(DEPRECATED) Apache Flink User Mailing List archive.

Re: Flink Kafka connector in Python

Posted by Xingbo Huang on
URL: http://deprecated-apache-flink-user-mailing-list-archive.369.s1.nabble.com/Flink-Kafka-connector-in-Python-tp36270p36640.html

Hi Manas,
If you want to return a RowType in Python UDF, you can use Row Class which extends from python tuple.
You can use the following statement to import Row : from pyflink.table import Row

Best,
Xingbo

Manas Kale <[hidden email]> 于2020年7月6日周一下午8:08写道：

I also tried doing this by using a User Defined Function.

class DataConverter(ScalarFunction):
    def eval(self, str_data):
            data = json.loads(str_data)
            return ??     # I want to return data['0001'] in field 'feature1', data['0002'] in field 'feature2' etc.

t_env.register_function("data_converter", udf(DataConverter(), input_types = [DataTypes.STRING()],
                                              result_type =
                                              DataTypes.ROW([
                                                  DataTypes.FIELD("feature1", DataTypes.STRING())
                                              ])))

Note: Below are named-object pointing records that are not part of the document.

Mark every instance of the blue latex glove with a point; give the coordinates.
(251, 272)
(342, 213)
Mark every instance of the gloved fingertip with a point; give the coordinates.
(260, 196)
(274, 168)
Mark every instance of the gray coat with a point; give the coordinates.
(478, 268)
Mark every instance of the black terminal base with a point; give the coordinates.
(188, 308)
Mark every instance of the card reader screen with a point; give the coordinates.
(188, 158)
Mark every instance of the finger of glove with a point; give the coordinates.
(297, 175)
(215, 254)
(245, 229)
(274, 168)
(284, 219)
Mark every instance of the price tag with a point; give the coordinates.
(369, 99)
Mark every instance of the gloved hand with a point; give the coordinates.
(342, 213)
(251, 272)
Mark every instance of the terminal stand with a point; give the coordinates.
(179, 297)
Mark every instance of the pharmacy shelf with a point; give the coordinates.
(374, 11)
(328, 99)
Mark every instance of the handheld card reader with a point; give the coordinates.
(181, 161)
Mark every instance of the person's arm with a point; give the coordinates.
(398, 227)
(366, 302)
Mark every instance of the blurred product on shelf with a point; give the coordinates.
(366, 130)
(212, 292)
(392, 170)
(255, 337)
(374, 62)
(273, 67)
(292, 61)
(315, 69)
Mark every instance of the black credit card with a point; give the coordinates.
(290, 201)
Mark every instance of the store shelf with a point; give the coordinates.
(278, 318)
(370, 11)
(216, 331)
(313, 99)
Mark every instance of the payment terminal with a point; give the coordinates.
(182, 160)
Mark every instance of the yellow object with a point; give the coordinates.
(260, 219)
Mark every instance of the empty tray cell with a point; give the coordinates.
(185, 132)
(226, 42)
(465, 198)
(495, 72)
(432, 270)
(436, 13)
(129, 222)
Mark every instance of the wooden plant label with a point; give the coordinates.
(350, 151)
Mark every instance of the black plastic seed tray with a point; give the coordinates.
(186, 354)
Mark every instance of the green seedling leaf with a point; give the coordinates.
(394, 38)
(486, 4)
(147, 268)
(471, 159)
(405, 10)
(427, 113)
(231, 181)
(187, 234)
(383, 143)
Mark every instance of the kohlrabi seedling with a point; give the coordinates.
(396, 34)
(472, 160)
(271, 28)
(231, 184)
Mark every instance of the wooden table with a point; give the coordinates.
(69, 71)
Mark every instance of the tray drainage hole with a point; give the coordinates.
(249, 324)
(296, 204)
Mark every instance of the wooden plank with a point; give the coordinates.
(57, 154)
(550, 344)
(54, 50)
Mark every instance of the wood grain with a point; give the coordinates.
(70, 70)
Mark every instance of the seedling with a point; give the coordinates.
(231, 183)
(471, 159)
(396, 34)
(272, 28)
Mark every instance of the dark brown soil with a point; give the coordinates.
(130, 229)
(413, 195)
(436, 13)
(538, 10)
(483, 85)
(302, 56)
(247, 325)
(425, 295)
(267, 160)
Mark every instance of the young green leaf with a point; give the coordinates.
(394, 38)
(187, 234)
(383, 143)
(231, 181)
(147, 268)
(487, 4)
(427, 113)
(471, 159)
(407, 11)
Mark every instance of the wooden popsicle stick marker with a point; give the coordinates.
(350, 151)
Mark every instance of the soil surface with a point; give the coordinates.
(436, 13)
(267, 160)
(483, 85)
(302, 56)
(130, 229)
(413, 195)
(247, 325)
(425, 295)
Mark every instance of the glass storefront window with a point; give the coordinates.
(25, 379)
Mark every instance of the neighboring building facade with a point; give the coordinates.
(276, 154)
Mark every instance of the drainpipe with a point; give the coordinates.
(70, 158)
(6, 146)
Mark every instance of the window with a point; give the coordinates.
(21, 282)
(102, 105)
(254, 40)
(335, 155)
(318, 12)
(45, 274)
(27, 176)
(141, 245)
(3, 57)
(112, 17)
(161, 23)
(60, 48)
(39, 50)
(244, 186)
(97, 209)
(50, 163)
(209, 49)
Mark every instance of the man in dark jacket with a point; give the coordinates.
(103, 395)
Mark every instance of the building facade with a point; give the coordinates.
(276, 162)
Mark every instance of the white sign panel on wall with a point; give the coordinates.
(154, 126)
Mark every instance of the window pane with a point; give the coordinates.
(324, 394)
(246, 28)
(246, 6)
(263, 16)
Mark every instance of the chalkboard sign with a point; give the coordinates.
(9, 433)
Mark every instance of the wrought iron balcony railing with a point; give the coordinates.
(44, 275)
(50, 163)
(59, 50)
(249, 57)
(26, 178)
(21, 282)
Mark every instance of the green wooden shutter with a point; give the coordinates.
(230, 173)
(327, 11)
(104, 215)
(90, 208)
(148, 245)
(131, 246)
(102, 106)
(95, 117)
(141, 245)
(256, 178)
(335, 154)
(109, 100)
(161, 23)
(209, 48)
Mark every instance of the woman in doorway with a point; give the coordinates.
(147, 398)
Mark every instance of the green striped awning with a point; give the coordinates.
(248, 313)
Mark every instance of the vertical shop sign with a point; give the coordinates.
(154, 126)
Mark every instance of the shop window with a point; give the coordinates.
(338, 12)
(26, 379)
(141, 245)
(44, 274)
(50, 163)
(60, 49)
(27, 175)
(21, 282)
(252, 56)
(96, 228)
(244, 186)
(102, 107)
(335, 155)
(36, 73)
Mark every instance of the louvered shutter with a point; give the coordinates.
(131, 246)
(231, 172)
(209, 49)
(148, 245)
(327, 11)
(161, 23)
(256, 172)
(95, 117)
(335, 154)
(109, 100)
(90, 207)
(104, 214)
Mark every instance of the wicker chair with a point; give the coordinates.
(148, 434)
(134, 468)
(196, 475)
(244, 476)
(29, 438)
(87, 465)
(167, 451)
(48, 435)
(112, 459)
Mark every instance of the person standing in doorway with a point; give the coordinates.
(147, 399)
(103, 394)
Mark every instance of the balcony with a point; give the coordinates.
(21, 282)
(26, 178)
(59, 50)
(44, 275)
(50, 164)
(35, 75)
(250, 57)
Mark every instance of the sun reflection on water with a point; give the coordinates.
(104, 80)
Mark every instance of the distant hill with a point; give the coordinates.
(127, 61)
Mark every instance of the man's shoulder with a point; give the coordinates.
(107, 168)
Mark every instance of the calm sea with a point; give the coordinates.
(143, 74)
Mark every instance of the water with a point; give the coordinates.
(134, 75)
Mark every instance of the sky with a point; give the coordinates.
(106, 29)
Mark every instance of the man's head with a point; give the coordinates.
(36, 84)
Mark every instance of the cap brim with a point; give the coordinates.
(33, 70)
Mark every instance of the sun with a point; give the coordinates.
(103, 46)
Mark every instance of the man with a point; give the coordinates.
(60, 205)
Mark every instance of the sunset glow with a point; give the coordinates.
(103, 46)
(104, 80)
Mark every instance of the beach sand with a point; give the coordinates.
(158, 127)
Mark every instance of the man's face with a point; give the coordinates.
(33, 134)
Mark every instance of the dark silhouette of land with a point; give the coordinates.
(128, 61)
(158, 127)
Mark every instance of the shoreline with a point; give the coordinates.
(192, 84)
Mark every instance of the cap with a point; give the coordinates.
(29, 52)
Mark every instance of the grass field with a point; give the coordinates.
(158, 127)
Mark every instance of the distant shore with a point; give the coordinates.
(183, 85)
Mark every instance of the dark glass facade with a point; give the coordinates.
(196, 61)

t_env.from_path(INPUT_TABLE) \
    .select("data_converter(data)") \ # <--- here "data" is the field "data" from the previous mail
    .insert_into(OUTPUT_TABLE)

I used a ROW to hold multiple values but I can't figure out how I can return a populated ROW object from the eval() method. Where is the method to construct a row/field object and return it?

Thanks!

On Fri, Jul 3, 2020 at 12:40 PM Manas Kale <[hidden email]> wrote:

Hi Xingbo,

Thanks for the reply, I didn't know that a table schema also needs to be declared after the connect or but I understand now.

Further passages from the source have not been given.